Разносят чай, все усердно жуют, нам вкусно, как детям в чужом доме. Помнишь, ночь, вокзал, лето… «Пакет» — два ломтика черного, холодное резиновое яйцо, котлета… Общежитие, за углом вокзал, перрон, зевающая толстая буфетчица, грохот сталкивающихся буферов, бодрые звоночки у стрелок, на скамейках пьяницы и девки, везде зелень и грязь… Болгарские голубцы, килечка с пряностью, пахучая ливерная, пирожки с луком и яйцом — другая еда! Вначале он тосковал по ней, и презирал себя за это, также как за первые впечатления о России — огромно все, безалаберно, грязно, вонюче, в смрадном каком-то жире… Лезли в глаза недостойные мелочи, а не великие тени.

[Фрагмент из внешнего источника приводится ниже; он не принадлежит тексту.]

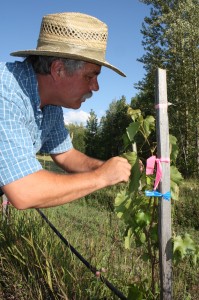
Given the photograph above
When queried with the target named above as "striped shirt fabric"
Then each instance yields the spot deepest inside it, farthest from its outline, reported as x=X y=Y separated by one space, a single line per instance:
x=25 y=129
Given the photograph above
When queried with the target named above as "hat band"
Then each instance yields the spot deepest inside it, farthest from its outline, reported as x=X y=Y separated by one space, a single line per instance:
x=71 y=49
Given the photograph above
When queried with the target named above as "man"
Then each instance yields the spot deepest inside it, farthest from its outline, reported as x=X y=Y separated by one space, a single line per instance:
x=61 y=72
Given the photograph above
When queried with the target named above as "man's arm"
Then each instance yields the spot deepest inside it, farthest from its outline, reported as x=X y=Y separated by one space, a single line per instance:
x=73 y=161
x=46 y=189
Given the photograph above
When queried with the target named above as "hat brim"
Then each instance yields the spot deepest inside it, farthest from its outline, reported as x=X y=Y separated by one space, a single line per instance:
x=26 y=53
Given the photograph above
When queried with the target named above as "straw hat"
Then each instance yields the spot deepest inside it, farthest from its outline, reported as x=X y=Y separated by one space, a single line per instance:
x=72 y=35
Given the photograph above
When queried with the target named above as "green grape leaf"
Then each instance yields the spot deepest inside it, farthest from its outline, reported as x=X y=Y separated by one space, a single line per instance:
x=142 y=218
x=148 y=125
x=127 y=241
x=184 y=246
x=173 y=148
x=134 y=113
x=135 y=171
x=122 y=204
x=135 y=293
x=132 y=129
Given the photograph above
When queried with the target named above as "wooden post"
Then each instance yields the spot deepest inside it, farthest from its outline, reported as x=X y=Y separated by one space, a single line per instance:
x=164 y=222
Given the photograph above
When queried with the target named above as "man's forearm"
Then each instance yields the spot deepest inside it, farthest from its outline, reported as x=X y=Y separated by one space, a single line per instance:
x=74 y=161
x=47 y=189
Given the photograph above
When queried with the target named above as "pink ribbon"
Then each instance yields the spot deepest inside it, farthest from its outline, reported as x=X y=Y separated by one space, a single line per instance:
x=150 y=165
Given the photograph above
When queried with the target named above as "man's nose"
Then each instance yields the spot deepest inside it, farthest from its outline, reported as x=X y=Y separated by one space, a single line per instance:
x=94 y=85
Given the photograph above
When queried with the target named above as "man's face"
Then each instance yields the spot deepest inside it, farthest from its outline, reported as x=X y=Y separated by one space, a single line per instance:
x=75 y=89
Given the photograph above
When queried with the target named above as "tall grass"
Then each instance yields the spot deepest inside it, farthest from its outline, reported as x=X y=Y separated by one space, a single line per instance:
x=35 y=264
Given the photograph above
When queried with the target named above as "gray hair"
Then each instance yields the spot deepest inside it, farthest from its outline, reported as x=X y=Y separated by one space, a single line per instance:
x=42 y=64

Женщины курят и матерятся, мужики слюнявы и многоречивы, каждый норовит пролезть в душу, и сам нараспашку… Зато как поражают высоченные березы, роскошный подлесок, бескрайние поля — огромная земля, море земли, кажется, только живи! — и не живут, а мучаются… А этот Институт, каким запутанным он казался, с кривыми бесконечными коридорами, раздачами вещей и продуктов на каждом углу, и все норовят бесплатное урвать… Здесь можно тянуть жизнь как резину, ничего не имея, процветать, воровать по мелочам или побираться, годами пользоваться ничейным… или, все имея, вдруг добровольно опуститься в подвал и никогда больше не подняться. Будто все население когда-то неведомой силой, как смерчем, занесло в этот простор, и до сих пор недоуменно оглядываются, чешут затылки.

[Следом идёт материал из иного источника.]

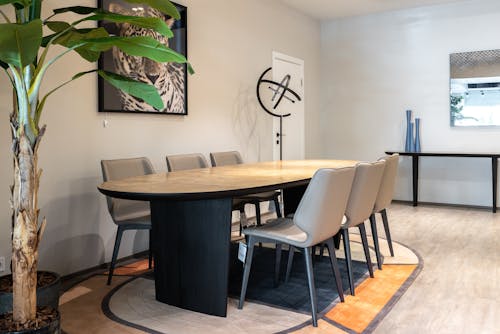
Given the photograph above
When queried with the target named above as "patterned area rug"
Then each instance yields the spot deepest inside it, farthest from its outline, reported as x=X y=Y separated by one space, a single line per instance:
x=270 y=310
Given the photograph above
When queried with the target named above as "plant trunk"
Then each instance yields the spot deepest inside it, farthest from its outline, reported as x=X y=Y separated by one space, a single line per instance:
x=26 y=233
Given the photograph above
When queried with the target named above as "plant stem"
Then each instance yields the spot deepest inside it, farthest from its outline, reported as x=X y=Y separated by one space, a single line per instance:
x=4 y=16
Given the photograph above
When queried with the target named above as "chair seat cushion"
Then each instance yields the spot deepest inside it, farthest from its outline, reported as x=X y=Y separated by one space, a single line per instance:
x=279 y=229
x=144 y=220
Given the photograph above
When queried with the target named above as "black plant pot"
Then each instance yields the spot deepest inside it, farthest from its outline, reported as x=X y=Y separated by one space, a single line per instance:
x=54 y=327
x=45 y=296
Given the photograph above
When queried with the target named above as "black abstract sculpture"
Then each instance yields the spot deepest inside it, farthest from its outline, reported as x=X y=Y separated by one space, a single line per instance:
x=280 y=90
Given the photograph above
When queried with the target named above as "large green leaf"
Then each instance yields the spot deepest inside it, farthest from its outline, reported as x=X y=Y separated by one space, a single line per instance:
x=77 y=9
x=146 y=92
x=141 y=46
x=35 y=9
x=76 y=36
x=57 y=26
x=164 y=6
x=19 y=43
x=154 y=23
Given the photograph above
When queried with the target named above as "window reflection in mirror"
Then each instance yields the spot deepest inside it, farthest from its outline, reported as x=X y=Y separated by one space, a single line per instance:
x=475 y=88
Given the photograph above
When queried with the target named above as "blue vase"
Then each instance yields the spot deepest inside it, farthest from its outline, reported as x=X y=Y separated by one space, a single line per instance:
x=417 y=135
x=409 y=132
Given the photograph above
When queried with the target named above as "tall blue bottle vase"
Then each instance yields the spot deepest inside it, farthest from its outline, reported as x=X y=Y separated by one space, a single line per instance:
x=417 y=135
x=409 y=132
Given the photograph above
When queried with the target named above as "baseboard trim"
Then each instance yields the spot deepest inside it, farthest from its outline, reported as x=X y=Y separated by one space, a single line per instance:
x=463 y=206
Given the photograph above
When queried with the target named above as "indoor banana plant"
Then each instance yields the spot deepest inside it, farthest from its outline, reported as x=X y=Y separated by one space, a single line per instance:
x=25 y=59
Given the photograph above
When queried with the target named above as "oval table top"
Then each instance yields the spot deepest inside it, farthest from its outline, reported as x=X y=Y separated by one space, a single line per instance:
x=219 y=182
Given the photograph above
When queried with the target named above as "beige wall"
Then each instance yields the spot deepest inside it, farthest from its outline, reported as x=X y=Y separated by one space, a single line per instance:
x=375 y=67
x=229 y=45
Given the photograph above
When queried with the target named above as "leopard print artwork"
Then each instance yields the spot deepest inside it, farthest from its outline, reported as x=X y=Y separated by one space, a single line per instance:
x=168 y=78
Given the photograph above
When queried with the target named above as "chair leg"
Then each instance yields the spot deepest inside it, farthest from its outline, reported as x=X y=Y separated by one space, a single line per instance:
x=347 y=251
x=277 y=207
x=246 y=272
x=118 y=240
x=277 y=265
x=373 y=223
x=257 y=213
x=291 y=252
x=335 y=268
x=364 y=240
x=310 y=281
x=336 y=240
x=150 y=255
x=387 y=232
x=321 y=251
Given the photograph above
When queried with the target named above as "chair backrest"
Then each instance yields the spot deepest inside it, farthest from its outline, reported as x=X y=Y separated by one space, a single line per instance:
x=323 y=204
x=364 y=192
x=386 y=191
x=186 y=161
x=225 y=158
x=121 y=209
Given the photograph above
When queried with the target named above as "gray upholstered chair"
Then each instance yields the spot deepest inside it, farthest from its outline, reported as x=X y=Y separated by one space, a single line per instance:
x=317 y=219
x=186 y=161
x=359 y=208
x=384 y=199
x=126 y=214
x=234 y=158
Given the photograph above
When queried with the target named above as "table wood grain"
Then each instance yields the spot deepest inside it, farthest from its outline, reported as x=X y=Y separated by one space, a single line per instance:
x=218 y=182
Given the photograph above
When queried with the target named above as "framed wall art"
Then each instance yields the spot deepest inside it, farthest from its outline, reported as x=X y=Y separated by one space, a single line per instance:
x=169 y=78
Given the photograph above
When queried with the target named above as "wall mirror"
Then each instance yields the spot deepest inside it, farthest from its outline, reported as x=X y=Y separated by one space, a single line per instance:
x=475 y=88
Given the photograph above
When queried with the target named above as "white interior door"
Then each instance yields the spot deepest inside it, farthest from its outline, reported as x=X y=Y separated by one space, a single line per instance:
x=292 y=135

Потом все упростилось. Кратер в центре здания оказался не таким уж огромным, кое-как залатали. Зиленчик, действительно, исчез, но никуда не ходил, а удрал из финской командировки: протиснулся в туалетное окошко, и в Швецию на трамвайчике. Гарик годами не жил с Фаиной, в конце концов развелся и умер как-то ночью, сгорел на работе от инсульта… Действительность понемногу прояснялась — со временем, с опытом, а жизнь… своя жизнь только запутывалась.